About break records
Break records are unique sets of metadata associated with a particular type of finding that provide the details of broken records. Depending on your job processing method, they can be archived directly to the data source or exported to a remote file system, where you can then isolate them for further review and remediation outside of Data Quality & Observability Classic.
Archiving break records
The method for archiving break records and the link ID requirements vary depending on whether you run jobs in Pullup or Pushdown.
| Processing method | Archival option | Link ID required? |
|---|---|---|
| Pushdown | Sent to the data source |
Important Optional for rules; required for dupes, outliers, and shapes. |
| Pullup | Sent to remote file system (when configured) |
|
For more information about the expected behavior for each processing method, select a tab below.
Pushdown uses SQL queries native to the data source in order to connect directly to the source system and submit the data quality workload.
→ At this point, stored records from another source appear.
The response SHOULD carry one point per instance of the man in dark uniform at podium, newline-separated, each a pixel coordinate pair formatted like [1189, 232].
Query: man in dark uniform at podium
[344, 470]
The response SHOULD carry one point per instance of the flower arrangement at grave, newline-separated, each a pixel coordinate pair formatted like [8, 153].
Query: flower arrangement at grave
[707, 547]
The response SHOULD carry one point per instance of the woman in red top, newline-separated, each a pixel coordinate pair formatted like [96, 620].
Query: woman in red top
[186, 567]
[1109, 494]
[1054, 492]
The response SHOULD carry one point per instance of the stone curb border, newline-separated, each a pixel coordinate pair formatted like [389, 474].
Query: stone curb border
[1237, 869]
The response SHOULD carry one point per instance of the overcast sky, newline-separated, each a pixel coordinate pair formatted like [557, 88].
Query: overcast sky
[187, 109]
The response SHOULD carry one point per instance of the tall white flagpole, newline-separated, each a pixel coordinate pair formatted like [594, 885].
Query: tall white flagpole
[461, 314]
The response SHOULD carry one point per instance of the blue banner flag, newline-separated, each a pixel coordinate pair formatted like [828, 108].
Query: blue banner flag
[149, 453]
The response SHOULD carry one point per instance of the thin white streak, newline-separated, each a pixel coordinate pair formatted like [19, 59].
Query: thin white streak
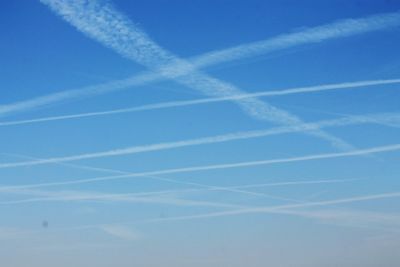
[209, 140]
[200, 187]
[379, 149]
[338, 29]
[103, 23]
[284, 208]
[65, 196]
[174, 104]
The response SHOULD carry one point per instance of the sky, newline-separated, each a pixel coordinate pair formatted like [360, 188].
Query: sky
[199, 133]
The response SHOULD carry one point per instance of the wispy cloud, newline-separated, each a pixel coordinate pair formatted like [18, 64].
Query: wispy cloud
[338, 29]
[373, 118]
[68, 196]
[106, 25]
[358, 152]
[120, 231]
[175, 104]
[283, 208]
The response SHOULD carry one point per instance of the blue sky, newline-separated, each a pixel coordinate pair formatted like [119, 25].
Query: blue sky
[192, 133]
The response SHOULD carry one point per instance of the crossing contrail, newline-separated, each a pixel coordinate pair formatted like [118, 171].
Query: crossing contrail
[339, 29]
[175, 104]
[373, 118]
[358, 152]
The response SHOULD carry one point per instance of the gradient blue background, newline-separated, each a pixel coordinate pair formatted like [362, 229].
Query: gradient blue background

This gives Data Quality & Observability Classic the ability to store break records that are typically written to the Metastore in a database or schema specifically allocated for Data Quality & Observability Classic. By archiving break records alongside the database or schema, you can:
- Eliminate network traffic costs for better performance.
- Reduce storage limit restrictions.
- Improve security by generating break records that never leave the source system.
- Enhance your reporting abilities by removing the need to migrate break records from the Metastore to your data source.
- Join datasets against your break records.
- Optionally use a link ID to link broken records to the source record for remediation outside Data Quality & Observability Classic.
Note When Archive Break Records is enabled, a limited number of break records are still stored in the Metastore to power the DQ web application. To prevent break record storage in the Metastore, open the settings modal on the Explorer page of your dataset and turn on Data Preview from Source. This prevents records from leaving your data source and removes any others from the Metastore.
The Archive Break Records component uses a workload statement in the form of a data quality query to generate break records that are pushed into the source system for processing. Instead of returning a result set, the workload statement redirects its output to a table in your data source schema or database that is specifically allocated for Data Quality & Observability Classic.
When a workload is complete, a query is generated and stored in the data source, which allows you to easily access your break records. A results sample of break records may be optionally retrieved and used to generate a limited data preview of break records in the Metastore.
Link IDs and Pushdown jobs
The records written to the data source table include source record linkage details, called link IDs. You can use these link IDs to identify the source system record, and are required to write outliers, shapes, and dupes break records to the source database. However, they are optional when archiving rule break records.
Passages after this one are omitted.